Le categorie, concetti, universali etc, se intesi come strumenti per raggiungere dei fini (descrittivi o operativi) costituiscono un elemento fondamentale per qualsiasi disciplina.
Il concetto stesso di disciplina è una categoria e, a ben vedere, lo stesso concetto di categoria è, a sua volta, l’”insieme di se stesso”.
In un certo senso l’essere umano è tale perché istintivamente utilizza le categorie per la propria sopravvivenza o, meglio, non ne può fare a meno. Si può affermare che a causa della facoltà di discretezza, il genere umano deve “raccogliere” in gruppi omogenei le particolarità.
Le particolarità sono, a loro volta, dei contenuti, ovvero dei “tenuti insieme” tanto da mettere sullo stesso piano particolarità e generalità in quanto trattasi di contenitori, in entrambi i casi.
Ciò che li differenzia è che i “contenitori” delle particolarità sono percepibili sensorialmente: le cose, le antropizzazioni, gli elementi naturali, le categorie, invece, sono percepibili dalla mente.
Gli oggetti sono tenuti insieme spontaneamente e necessariamente dai sensi; le categorie sono tenute insieme spontaneamente e necessariamente dalla mente.

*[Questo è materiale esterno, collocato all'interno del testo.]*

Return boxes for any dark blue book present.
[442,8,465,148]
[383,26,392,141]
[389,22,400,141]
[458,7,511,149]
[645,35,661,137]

A tenere insieme gli oggetti fisici è il sistema neurobiologico umano, o facoltà di discretezza; a tenere insieme le categorie sono le stesse categorie della mente; la mente, anzi, nel secondo caso si può dire che la mente è tale proprio perché si struttura per categorie.
L’impercettibilità accomuna entrambe le modalità di tenere insieme, cioè elementi minimi non ancora oggetti (fisici e mentali) per mezzo di facoltà di discretezza, per le fisicità e facoltà di categorizzare per i pensieri diventano, appunto oggetti.
Il criterio con il quale vengono ad essere tenuti insieme gli oggetti (fisici e mentali) lo stabilisce individualmente ogni singolo essere umano all’interno dei vissuti soggettivi e contingenti della propria esistenza. Anzi l’esistenza va intesa come la consapevolezza di questo continuo ed irrinunciabile montaggio e smontaggio di elementi minimi.
Questa lettura è talmente sensata da riuscire a giustificare il motivo per cui un fatto unitario come il linguaggio naturale sia stato ridotto a fonemi.
Elementi minimi impercettibili si uniscono in due modi: per necessità e per possibilità.
Come ebbe a dire Edmund Husserl esistono delle strade preferenziali per cui vengono a formarsi dei contenuti, ci sono forze che agiscono spontaneamente (naturalmente) e forze che agiscono per mezzo umano.
Gli oggetti (fisici e mentali) che si formano, e vengono formati, si presentano come un involucro la cui forma è data da ciò che contengono , in un certo senso forma e contenuto sono in simbiosi.
Per ultimo va detto che per ciò che riguarda le strutture della “necessità” i modi sono dati secondo “finalità senza scopo”, cioè naturali; per le strutture di “assemblaggio” connesse alla possibilità, invece, queste si attuano teleologicamente secondo un progetto ( consapevole o inconsapevole).
Si può affermare, pertanto, che esistono strutture di necessità naturali, strutture di possibilità umane che, a loro volta, si dividono in necessarie e possibili.
Le strutture di necessità (naturali ed umane), in quanto tali, sono vincolanti, tanto da aver indotto la scienza, a partire dalla filosofia, a tentare di modificare questa condizione per condurla su un piano di possibilità della natura. A ben vedere si cerca di conoscere le leggi naturali per trasformare in norme modificabili ed utilizzabili per attuare i fini umani.
La psicologia tenta di compiere la stessa operazione al fine di condurre le leggi del pensiero a norme da utilizzare e ?????? anche queste sullo stesso piano delle possibilità.
La conoscenza, in una simile lettura, è uno strumento per tentare di trasformare le necessità in possibilità. Tutto ciò presuppone, ovviamente, la distinzione tra necessario e possibile che, tradotto in termini religiosi, tra divina provvidenza e libero arbitrio.
Conviene pensare che necessità e possibilità siano distinte, altrimenti l’esistenza umana stessa perderebbe di senso, sempre ammesso che ne abbia almeno uno.
Tornando all’Architettura anche in questo caso valgono le stesse considerazioni: necessità naturali, possibilità umane, necessità umane.
Ultimo punto è che, quindi, data la volontà umana di modificare teleologicamente gli oggetti (fisici e mentali) questi cambiano le forme in funzione dei fini.